How to get it as an expat
Requirements are minimal. Unlike health insurance, there are no income checks, visa requirements, or SCHUFA checks to get a personal Haftpflicht policy.
What you need:
- A German address (Anmeldung is ideal, but many insurers only ask for a postal address)
- A payment method — most use SEPA direct debit from a German bank account; some accept credit cards or international cards
Steps:
- Go to check24.de/haftpflichtversicherung or huk24.de — compare based on price and coverage limits
- Enter your household type (single / couple / family), desired start date, and any specific requirements (e.g. include bicycle, include key loss coverage)
- Select a policy and sign up digitally — most policies can be activated the same day
- Download your Versicherungsnachweis (policy certificate) — you may need this if you are ever asked to prove coverage
Without a German bank account: some insurers (Feather, some HUK24 options) accept non-German payment methods. Otherwise, getting a bank account first is the practical path — it's straightforward with N26, DKB, or ING without an existing German address.
Cancellation: Most German insurance contracts run for 1 year and auto-renew unless cancelled 3 months before the end date (ordentliche Kündigung). Check your contract — some newer insurers (FRIDAY, Feather) offer monthly cancellation.
Is it mandatory? (No — with one exception)
Personal Haftpflichtversicherung is voluntary — there is no legal obligation to have it. No government authority will ask you for proof; no employer or landlord requires it (some landlords might ask, but cannot legally require it).
The one exception: car liability insurance (Kfz-Haftpflicht) is mandatory to drive in Germany. If you drive a registered vehicle in Germany, you must have car liability insurance — a separate product from personal Haftpflicht.
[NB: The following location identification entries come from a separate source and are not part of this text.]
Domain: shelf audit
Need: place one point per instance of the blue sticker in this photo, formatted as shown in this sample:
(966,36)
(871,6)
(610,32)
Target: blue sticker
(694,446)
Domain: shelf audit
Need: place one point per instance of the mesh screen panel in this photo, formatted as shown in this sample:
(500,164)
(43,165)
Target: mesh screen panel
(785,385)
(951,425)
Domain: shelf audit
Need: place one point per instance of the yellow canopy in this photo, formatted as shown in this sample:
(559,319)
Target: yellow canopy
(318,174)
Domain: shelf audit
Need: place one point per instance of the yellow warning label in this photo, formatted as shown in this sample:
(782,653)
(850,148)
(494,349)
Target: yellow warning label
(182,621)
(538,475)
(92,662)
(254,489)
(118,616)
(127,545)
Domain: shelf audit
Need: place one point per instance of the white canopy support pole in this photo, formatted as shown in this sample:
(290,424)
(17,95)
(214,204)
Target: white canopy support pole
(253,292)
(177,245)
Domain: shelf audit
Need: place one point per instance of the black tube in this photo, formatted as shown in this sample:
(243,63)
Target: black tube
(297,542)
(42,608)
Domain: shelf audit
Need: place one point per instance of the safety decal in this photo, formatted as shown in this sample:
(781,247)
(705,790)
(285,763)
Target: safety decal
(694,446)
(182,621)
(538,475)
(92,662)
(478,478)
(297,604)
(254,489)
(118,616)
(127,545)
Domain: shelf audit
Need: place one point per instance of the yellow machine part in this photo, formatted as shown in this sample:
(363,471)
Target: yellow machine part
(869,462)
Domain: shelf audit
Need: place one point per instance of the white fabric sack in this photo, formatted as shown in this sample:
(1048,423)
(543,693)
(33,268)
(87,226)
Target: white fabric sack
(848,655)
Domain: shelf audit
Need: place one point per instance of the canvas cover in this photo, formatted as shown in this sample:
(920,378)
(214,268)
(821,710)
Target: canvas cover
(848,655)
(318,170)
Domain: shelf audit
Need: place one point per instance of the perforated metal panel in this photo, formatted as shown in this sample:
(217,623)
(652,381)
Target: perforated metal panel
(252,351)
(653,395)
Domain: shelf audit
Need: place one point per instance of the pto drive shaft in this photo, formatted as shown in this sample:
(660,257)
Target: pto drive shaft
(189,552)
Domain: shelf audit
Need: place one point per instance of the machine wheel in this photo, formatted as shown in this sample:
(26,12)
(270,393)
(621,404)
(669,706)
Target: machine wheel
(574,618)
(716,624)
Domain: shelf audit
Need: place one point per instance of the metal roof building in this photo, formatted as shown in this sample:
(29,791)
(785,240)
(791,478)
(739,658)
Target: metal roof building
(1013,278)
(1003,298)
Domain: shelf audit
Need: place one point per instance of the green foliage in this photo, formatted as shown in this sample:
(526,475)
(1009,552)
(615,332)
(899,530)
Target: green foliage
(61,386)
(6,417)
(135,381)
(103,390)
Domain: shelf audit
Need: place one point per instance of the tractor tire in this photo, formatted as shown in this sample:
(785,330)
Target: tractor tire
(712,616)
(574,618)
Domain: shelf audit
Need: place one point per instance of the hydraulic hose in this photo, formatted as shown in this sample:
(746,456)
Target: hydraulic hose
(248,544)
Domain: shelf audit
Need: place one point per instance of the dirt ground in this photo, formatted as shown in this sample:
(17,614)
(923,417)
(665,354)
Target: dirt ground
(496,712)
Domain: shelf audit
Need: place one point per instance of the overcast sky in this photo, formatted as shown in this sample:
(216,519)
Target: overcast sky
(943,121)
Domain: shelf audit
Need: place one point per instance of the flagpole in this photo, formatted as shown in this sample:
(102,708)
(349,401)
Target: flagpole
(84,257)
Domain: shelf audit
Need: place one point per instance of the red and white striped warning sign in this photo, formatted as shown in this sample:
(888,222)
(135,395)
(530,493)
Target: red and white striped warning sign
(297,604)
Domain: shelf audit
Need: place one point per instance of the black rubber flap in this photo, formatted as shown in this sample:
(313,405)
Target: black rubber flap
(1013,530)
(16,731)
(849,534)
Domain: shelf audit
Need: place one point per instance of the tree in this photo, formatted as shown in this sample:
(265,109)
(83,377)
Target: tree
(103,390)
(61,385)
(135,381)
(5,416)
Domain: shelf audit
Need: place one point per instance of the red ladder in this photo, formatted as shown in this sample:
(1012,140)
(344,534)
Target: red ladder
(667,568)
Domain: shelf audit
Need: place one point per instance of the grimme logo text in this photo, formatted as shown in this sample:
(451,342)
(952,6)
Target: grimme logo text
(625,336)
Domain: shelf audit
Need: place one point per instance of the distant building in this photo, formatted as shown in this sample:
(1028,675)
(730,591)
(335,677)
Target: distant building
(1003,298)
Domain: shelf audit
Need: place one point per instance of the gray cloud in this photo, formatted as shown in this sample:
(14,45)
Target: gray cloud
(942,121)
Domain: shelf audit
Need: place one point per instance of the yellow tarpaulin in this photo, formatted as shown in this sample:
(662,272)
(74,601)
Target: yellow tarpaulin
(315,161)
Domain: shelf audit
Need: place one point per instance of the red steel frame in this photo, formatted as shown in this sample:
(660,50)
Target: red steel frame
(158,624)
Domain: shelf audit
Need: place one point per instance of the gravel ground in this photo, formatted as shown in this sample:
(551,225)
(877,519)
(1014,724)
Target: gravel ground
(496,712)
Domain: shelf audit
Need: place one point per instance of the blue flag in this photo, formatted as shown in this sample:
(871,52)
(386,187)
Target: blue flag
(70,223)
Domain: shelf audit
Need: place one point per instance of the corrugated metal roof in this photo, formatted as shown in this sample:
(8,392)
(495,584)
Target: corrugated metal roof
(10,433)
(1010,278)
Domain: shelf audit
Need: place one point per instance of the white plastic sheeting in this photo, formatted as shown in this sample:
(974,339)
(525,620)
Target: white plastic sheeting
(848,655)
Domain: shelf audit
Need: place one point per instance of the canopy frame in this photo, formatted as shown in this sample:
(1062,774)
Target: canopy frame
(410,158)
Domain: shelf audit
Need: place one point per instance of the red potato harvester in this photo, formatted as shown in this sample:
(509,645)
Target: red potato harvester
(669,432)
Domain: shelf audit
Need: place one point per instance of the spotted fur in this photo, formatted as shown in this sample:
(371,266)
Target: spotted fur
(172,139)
Despite being voluntary, the German Haftpflicht take-up rate is very high — over 80% of German households have it — because the legal liability exposure is genuine and the cost is trivially low relative to potential claims.
What about Hausratversicherung (contents insurance)?
Hausratversicherung covers damage to your own belongings inside your home — theft (Einbruchdiebstahl), fire, water damage (burst pipe, not flooding), storm, and vandalism.
It is a separate product from Haftpflicht:
- Haftpflicht = damage you cause to others
- Hausrat = damage to your own belongings
Whether you need Hausrat depends on:
- How much your belongings are worth (electronics, instruments, furniture)
- Whether your landlord's building insurance covers any of your contents (it doesn't — building insurance only covers the structure)
- Whether you're in a furnished rental (if the furniture belongs to the landlord, you want Haftpflicht for accidental damage + Hausrat for your own items)
Hausrat costs roughly €50–150/year for a modest flat. If you're setting up a new home, getting both Haftpflicht and Hausrat at the same insurer often comes with a bundle discount.